After Spotify filed its long-expected complaint with the European Commission last week – a filing accompanied by a blog post from founder Daniel Ek and a whole micro-site setting out the company’s arguments – Apple quickly published a reaction statement.
Disputing most of it’s rival’s allegations – including the key claim that Apple exploits its operating system and App Store to give Apple Music an unfair advantage – the tech giant said that Spotify simply wanted to make use of its platform and technologies without paying for the privilege.
It then connected its dispute with Spotify with its competitor’s concurrent run-in with the songwriters and music publishers of America, ie the one over the Copyright Royalty Board’s decision to increase the royalties streaming firms must pay for the song rights they exploit.
Apple is one of the few digital music companies not appealing that rate increase. This stance by Apple allowed it to include a sneaky extra dig in its response to the competition law complaint, to the effect that Spotify is keen to short change all of its key business partners.
The Apple statement last week concluded: “Spotify wouldn’t be the business they are today without the App Store ecosystem. But now they’re leveraging their scale to avoid contributing to maintaining that ecosystem for the next generation of app entrepreneurs. We think that’s wrong”.
Responding, Spotify said on Friday: “Every monopolist will suggest they have done nothing wrong and will argue that they have the best interests of competitors and consumers at heart. In that way, Apple’s response to our complaint before the European Commission is not new and is entirely in line with our expectations”.

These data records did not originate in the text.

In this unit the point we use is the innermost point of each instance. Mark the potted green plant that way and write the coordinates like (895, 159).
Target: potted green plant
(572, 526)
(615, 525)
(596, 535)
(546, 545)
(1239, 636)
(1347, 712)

Standing its ground, Spotify went on: “We filed our complaint because Apple’s actions hurt competition and consumers, and are in clear violation of the law. This is evident in Apple’s belief that Spotify’s users on iOS are Apple customers and not Spotify customers, which goes to the very heart of the issue with Apple. We respect the process the European Commission must now undertake to conduct its review”.
Spotify vs Apple, What are we missing out?

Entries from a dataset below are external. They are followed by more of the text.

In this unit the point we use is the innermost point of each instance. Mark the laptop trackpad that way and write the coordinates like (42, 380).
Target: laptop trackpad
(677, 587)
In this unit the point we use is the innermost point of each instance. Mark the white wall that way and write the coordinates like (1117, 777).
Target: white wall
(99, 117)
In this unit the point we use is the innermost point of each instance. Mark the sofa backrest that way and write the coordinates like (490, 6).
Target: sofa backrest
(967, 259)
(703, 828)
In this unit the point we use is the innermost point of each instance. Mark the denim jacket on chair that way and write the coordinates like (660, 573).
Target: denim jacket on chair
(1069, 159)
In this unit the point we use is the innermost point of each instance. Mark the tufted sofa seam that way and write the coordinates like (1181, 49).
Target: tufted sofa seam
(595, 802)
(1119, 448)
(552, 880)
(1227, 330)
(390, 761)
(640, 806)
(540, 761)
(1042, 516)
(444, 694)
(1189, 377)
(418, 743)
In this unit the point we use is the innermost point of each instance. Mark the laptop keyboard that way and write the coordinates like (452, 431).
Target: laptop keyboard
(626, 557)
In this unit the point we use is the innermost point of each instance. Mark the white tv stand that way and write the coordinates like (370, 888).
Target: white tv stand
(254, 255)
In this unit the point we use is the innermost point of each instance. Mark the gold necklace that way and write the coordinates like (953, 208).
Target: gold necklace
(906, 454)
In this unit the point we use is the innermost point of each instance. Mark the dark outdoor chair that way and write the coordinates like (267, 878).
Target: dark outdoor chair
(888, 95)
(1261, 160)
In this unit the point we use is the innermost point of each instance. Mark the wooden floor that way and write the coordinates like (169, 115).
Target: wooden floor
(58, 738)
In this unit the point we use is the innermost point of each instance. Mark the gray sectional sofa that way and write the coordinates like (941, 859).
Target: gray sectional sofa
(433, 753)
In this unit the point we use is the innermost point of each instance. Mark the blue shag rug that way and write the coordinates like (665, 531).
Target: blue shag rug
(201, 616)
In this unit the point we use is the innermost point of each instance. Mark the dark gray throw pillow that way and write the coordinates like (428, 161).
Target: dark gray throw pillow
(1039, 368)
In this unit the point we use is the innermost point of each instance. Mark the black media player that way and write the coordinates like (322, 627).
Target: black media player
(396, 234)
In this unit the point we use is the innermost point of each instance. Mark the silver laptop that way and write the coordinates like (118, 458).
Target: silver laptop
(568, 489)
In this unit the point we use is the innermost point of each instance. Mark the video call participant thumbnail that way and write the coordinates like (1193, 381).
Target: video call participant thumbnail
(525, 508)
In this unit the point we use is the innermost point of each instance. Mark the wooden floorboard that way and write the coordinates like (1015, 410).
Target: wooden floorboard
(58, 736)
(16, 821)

Spotify claims that the 30% tax Apple issues for subscriptions are unfair. They also want to believe it stops them from lowering down the subscription prices for their customers.

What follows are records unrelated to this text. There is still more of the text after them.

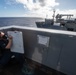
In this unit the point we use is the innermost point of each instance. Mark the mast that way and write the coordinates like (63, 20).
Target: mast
(53, 14)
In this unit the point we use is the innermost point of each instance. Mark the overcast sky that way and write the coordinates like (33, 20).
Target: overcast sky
(36, 8)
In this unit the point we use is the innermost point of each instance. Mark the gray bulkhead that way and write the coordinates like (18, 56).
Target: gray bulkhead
(59, 51)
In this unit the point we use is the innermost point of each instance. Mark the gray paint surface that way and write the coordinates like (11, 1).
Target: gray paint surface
(61, 53)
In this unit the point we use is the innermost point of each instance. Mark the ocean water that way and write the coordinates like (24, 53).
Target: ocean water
(19, 21)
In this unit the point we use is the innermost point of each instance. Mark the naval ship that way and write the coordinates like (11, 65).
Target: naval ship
(46, 52)
(58, 22)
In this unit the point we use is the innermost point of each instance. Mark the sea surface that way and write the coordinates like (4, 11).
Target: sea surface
(19, 21)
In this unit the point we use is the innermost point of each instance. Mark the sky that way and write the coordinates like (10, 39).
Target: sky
(36, 8)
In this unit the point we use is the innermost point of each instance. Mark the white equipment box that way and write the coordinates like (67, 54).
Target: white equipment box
(17, 45)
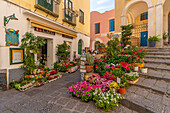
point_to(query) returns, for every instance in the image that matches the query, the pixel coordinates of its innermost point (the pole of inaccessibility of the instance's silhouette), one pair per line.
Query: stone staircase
(151, 94)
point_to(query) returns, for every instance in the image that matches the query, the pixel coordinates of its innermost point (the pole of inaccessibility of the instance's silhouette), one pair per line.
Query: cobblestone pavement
(50, 98)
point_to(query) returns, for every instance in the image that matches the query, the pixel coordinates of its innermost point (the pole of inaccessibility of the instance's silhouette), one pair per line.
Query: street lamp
(8, 18)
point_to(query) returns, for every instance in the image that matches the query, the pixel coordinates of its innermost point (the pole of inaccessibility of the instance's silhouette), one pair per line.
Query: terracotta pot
(89, 69)
(122, 91)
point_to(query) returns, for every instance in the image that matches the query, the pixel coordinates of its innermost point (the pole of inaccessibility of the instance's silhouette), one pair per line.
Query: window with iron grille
(48, 4)
(111, 25)
(97, 28)
(144, 16)
(68, 6)
(81, 16)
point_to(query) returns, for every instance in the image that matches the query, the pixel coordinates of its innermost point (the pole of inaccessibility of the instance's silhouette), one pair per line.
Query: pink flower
(71, 89)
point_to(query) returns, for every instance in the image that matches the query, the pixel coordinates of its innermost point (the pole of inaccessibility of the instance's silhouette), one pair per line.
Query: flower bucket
(136, 68)
(122, 90)
(144, 70)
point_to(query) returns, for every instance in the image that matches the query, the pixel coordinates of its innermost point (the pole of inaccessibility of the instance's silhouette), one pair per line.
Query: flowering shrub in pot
(106, 100)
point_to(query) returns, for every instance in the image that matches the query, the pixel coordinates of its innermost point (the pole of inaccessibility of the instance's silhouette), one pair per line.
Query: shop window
(81, 16)
(68, 4)
(48, 4)
(97, 28)
(111, 25)
(144, 16)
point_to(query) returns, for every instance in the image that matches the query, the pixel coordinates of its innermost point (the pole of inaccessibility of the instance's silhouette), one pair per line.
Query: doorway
(96, 45)
(45, 55)
(144, 38)
(169, 27)
(80, 47)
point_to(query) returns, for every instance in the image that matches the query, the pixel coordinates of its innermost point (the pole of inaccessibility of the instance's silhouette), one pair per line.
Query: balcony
(69, 16)
(50, 10)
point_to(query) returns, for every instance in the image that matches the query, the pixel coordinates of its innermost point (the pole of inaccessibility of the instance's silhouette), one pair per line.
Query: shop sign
(44, 31)
(12, 37)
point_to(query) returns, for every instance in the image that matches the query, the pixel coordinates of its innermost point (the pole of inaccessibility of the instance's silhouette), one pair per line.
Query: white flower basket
(144, 70)
(136, 68)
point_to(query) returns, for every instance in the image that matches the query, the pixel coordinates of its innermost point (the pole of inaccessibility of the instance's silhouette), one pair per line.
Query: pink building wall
(103, 19)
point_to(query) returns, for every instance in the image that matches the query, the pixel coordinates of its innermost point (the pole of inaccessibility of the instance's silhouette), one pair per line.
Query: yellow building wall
(119, 6)
(84, 5)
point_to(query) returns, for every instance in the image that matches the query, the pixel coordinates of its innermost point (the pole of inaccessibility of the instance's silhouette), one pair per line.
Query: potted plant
(136, 68)
(152, 40)
(165, 36)
(144, 70)
(89, 63)
(101, 47)
(122, 89)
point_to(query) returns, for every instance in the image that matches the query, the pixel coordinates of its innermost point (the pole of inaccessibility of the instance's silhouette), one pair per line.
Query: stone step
(145, 101)
(156, 61)
(159, 53)
(158, 67)
(157, 86)
(157, 57)
(156, 76)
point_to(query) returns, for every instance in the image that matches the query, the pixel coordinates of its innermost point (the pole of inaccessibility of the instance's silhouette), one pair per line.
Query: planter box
(133, 82)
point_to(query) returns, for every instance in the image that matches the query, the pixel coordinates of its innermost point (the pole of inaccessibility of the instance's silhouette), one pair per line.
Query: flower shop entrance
(45, 55)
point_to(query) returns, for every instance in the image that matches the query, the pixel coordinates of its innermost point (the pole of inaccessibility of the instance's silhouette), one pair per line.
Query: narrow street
(50, 98)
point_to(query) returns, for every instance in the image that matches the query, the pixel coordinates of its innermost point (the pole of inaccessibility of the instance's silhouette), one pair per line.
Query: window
(144, 16)
(81, 16)
(97, 28)
(48, 4)
(68, 6)
(111, 25)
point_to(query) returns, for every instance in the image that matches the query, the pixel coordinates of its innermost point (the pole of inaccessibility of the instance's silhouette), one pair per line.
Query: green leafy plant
(89, 59)
(63, 52)
(31, 44)
(154, 38)
(113, 48)
(126, 33)
(165, 36)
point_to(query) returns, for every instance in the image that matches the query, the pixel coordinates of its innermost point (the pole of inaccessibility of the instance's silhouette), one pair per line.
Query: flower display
(106, 100)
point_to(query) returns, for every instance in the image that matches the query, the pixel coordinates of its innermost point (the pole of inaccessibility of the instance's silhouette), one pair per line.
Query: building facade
(54, 20)
(149, 17)
(101, 25)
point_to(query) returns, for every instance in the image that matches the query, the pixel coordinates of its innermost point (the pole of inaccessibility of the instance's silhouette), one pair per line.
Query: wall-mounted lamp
(8, 18)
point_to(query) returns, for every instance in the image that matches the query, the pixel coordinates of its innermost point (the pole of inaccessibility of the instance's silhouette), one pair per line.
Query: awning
(50, 28)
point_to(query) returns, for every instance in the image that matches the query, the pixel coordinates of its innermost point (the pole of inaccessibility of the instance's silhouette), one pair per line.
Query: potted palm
(89, 63)
(101, 47)
(152, 40)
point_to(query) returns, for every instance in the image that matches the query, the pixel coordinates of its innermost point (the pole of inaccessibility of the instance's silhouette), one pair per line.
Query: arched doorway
(80, 47)
(96, 45)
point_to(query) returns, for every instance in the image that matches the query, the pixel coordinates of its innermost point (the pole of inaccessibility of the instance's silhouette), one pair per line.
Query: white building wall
(23, 25)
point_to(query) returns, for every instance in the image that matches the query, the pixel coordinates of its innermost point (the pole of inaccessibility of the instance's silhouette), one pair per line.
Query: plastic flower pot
(122, 90)
(152, 44)
(136, 68)
(144, 70)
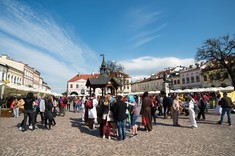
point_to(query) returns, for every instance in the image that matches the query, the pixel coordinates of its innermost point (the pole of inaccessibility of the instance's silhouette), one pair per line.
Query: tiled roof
(83, 76)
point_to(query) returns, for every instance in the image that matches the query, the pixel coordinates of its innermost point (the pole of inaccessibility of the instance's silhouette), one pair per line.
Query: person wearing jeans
(120, 117)
(226, 104)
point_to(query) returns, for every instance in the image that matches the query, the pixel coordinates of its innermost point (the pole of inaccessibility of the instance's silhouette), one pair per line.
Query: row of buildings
(201, 75)
(20, 74)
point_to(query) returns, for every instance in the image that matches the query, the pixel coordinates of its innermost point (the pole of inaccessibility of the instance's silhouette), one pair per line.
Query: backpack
(89, 104)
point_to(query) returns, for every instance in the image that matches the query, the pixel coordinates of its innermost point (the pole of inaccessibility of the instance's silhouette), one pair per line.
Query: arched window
(14, 79)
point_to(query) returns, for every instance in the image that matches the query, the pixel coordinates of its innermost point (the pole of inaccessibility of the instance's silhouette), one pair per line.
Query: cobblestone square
(71, 137)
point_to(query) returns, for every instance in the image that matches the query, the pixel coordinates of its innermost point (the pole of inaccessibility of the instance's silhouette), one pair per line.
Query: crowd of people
(117, 114)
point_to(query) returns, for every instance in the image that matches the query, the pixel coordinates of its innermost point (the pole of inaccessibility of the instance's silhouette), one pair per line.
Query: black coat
(120, 110)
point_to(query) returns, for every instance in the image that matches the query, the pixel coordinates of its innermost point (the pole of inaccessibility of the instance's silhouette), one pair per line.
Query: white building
(191, 77)
(3, 72)
(77, 85)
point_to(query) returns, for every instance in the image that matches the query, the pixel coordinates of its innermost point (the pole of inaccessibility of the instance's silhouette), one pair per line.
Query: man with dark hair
(120, 117)
(167, 102)
(226, 104)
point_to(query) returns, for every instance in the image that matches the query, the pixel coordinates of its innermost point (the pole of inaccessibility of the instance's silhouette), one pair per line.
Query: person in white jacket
(92, 113)
(191, 112)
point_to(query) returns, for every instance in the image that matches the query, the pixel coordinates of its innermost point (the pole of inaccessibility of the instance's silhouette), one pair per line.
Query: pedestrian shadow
(210, 122)
(78, 123)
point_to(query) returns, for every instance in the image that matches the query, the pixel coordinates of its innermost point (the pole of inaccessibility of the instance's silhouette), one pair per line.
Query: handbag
(144, 122)
(110, 115)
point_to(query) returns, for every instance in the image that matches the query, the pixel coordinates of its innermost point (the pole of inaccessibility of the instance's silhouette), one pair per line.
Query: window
(218, 76)
(205, 77)
(211, 77)
(192, 79)
(225, 75)
(187, 80)
(3, 74)
(197, 78)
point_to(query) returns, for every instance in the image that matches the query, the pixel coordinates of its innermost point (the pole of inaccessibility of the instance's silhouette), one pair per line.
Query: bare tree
(221, 51)
(114, 66)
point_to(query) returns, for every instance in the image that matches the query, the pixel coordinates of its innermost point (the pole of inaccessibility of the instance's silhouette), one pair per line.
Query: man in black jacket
(120, 116)
(167, 103)
(226, 104)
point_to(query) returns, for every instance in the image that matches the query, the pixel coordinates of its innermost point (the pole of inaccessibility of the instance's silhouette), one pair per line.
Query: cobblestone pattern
(71, 137)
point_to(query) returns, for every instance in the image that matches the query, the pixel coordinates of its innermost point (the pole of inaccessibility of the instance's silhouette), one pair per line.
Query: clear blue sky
(67, 36)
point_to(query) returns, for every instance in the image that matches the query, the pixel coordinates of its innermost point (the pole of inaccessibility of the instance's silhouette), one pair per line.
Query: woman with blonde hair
(175, 110)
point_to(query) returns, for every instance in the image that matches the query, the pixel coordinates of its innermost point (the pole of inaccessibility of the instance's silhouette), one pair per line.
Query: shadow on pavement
(78, 123)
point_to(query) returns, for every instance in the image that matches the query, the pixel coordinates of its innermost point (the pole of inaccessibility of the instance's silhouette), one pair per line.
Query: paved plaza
(71, 137)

An excerpt from the blog post, points out, “Apple requires that Spotify and other digital services pay a 30% tax on purchases made through Apple’s payment system, including upgrading from our Free to our Premium service.”
Now, here’s what Spotify conveniently misses out to divulge – an important bit of information. Apple only charges 30% taxes from a developer for its first year on the Appstore, while from the second year on, it slashes down in half bringing it down to 15%.
Not only Spotify’s blog reflects inconsistency but they also point out that ride-hailing apps on Apple like Uber are given more advantage as transactions on those apps are not taxed. This is quite misleading. The point to note here is that any transaction that does not go through Apple’s payment gateway is not taxed. When it comes to Uber, the rider pays through credit/debit cards or by cash, they don’t pay through iTunes.
Spotify must come to its senses and realise that Apple has built a secure payment system and provides critical software tools for maintaining apps. They surely must have spent thousands of dollars in the maintenance of the App Store. Engineers for Apple don’t work for free and hence greedily asking for benefits is downright unfair and unreasonable.